Rafiki began through a need for a therapeutic safe house for young girls who had fallen victim to rape and abuse. They needed a place to live, receive therapy and support as they go through the court, medical and healing process. Pre Rafiki, founder Anne-Marie witnessed these girls going into a ‘Remand Centre’, similar to a prison, where they could be raped again, or held for up to 9 months awaiting their court date. Anne-Marie saw the need for a therapeutic safe house for the girls to come to. Her dream was to give these girls somewhere to go and to educate their family and community that it is not their fault.

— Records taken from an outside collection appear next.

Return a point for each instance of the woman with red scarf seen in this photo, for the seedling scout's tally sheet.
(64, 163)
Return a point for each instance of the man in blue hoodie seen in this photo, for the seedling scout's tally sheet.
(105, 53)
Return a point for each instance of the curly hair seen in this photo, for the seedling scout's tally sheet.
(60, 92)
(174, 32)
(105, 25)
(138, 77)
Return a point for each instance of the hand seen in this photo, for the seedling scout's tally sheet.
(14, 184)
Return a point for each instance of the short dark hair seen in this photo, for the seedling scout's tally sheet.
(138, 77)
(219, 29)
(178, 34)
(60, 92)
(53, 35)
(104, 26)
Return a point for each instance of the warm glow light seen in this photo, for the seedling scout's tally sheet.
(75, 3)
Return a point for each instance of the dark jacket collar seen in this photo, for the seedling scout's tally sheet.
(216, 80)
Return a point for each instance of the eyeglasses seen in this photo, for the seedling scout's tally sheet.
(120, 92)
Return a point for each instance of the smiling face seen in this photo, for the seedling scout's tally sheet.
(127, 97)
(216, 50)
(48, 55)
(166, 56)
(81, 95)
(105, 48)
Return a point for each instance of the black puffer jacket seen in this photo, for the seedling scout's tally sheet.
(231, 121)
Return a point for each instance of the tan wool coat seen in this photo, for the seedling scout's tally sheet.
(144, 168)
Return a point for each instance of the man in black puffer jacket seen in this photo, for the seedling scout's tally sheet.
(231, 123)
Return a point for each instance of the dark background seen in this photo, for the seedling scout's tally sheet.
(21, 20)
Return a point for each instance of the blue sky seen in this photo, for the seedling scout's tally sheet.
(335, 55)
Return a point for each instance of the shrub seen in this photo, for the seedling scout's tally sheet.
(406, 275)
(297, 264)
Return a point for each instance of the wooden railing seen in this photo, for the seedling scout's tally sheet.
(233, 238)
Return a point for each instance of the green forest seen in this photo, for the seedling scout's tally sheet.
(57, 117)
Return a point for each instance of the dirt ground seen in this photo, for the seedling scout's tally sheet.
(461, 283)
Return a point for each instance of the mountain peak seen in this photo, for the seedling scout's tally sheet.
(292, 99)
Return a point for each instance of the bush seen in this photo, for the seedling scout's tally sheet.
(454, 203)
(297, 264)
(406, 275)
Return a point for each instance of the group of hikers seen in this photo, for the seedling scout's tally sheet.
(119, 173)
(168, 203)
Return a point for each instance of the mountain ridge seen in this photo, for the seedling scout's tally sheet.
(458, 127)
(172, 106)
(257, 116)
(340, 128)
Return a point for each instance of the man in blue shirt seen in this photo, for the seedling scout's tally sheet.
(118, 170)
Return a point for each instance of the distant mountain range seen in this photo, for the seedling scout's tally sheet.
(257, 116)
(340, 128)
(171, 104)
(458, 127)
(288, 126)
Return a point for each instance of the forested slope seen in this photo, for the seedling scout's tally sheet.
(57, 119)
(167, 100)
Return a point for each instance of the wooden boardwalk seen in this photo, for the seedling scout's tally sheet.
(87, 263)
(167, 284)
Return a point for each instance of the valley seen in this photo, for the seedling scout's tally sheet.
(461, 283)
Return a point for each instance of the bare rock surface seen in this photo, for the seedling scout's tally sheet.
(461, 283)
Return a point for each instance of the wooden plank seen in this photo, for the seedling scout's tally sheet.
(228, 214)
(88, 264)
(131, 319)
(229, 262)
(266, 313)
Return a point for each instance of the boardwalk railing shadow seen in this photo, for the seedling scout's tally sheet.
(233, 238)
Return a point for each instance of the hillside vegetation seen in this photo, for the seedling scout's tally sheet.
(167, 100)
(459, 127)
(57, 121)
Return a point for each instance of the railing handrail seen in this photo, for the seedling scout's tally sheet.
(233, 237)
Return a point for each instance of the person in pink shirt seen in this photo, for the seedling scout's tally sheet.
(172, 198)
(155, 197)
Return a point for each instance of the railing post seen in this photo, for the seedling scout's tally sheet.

“Often the families disown the child because they’ve been raped. We watch the families with the children, we teach them it’s not their fault and how to look after their daughter after she’s been through that trauma.”
Where it all began
When Anne Marie started Rafiki Mwema, she put all of her efforts into creating the safe haven for children in need of therapeutic care. She soon ran out of money and with little knowledge of fundraising, was faced with potentially closing Rafiki Mwema. At that point they had 25 girls who would have to be dispersed back to their communities, orphanages or back to the Remand Centre. Anne-Marie contacted Sarah asking for help.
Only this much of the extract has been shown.